Logo Xingxin on Bug

How to concatenate C++ std::bitset?

December 3, 2024
3 min read

Suppose I have two std::bitsets:

  1. [0][1][1]
  2. [1][1][0][1]

I want to concatenate them into [0][1][1][1][1][0][1], which equals 61 in decimal. How can I do that? 🤔 This article aims to show you how.

✏Solution

Let me unveil the answer first:

template<std::size_t N1, std::size_t N2> 
auto concat(const std::bitset<N1>& lhs, const std::bitset<N2>& rhs) -> std::bitset<N1 + N2> { 
    return std::bitset<N1 + N2>(lhs.to_string() + rhs.to_string());
}

The idea is fairly simple. We leverage the conversion between std::bitset and std::string, making std::bitset concatenation as intuitive as string concatenation.

⌨Code

Here’s a simple example:

int main()
{
    const std::bitset<3> left("011");
    const std::bitset<4> right("1101");
 
    const std::bitset<7> result = concat(left, right);
 
    std::cout << "lhs: " << left.to_string() << std::endl;
    std::cout << "rhs: " << right.to_string() << std::endl;
    std::cout << "result: " << result.to_string() << std::endl;
}

And the output would be:

lhs: 011
rhs: 1101
result: 0111101

🧀Application

Fair enough, you may wonder:

Question

Why on earth would we need to concatenate std::bitset? 🤷‍♂️

One application I can think of is Meta’s implementation of HyperLogLog called Presto. If you’re not familiar or interested in it, no worries - let me simplify it for you.


Imagine you live in a world with an exorbitantly high cost of living, even pricier than Switzerland. In this world, one bit costs $100!😲💔

  1. You design a 7-bit slot to store decimal values, costing you $700. 😒
  2. Then, you realize most of the numbers you store are no more than 15, e.g., 3, 13, 8, 1, 2, 0, 5, ....
  3. This means the extra 3 bits are redundant, costing you an unnecessary $300!\
  4. To save money, you decide to use a 4-bit slot by default. If it’s not enough, you allocate additional slots (spending $300 only when necessary).

This is the essence of HyperLogLog Presto’s dense implementation. When a value grows too large for the predefined “dense” size, it spills into an “overflow” segment. The concatenation of these segments enables a compact yet scalable representation.

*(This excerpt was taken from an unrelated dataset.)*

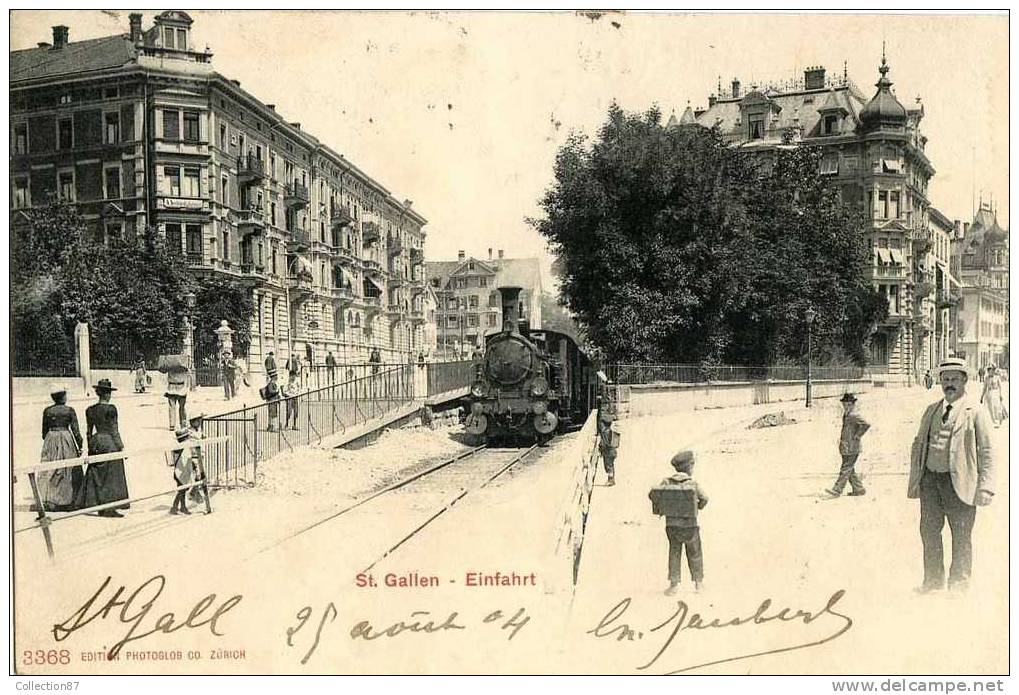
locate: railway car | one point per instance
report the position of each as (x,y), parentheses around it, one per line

To retrieve the original value, you can use this:

std::bitset<TOTAL_BUCKET_SIZE> combined{
    overflow_bucket.to_string() + // 👈 Only if the data overflows the dense bucket
    dense_bucket.to_string()
};
const unsigned long combined_value = combined.to_ulong();

🌾Resource

  1. HyperLogLog: Analysis of a Near-Optimal Cardinality Estimation Algorithm – Philippe Flajolet et al.
  2. Meta’s HyperLogLog Presto
  3. std::bitset - cppreference.com

By mastering this simple yet powerful technique, you’ll unlock a reusable tool for compact data representation, perfect for scenarios requiring efficient bit-level operations.